What is the difference between WGBS and RRBS?

WGBS profiles methylation genome-wide, while RRBS enriches CpG-rich regions using restriction digestion and size selection. RRBS is cheaper but covers a reduced and protocol-dependent part of the genome.

Which tools are commonly used?

Common tools include FastQC, MultiQC, Trim Galore, Cutadapt, Bismark, BS-Seeker2, bwa-meth, MethylDackel, methylKit, DSS, bsseq, DMRcate, BEDTools and genome-browser utilities.
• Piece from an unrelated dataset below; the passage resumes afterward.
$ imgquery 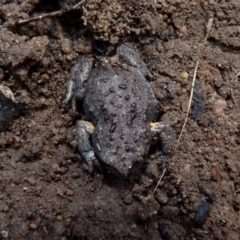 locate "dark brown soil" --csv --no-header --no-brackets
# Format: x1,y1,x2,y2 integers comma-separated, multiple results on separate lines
0,0,240,240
What is conversion efficiency?

Conversion efficiency measures how completely unmethylated cytosines were converted. Poor conversion can cause false methylation calls, so spike-ins or other conversion checks are important where available.

Should duplicates be removed?

For WGBS, duplicate removal is commonly performed. For RRBS, targeted or amplicon bisulfite sequencing, duplicate handling must consider protocol design because identical genomic starts may be expected.

What are DMPs and DMRs?

DMPs are differentially methylated positions, usually single cytosines. DMRs are regions containing multiple CpGs with coordinated methylation differences between groups.

Can AI help with bisulfite-seq?

AI can help summarize QC, flag outliers, draft reports and interpret DMR-associated genes or pathways, while the core methylation calling and statistics should remain reproducible and auditable.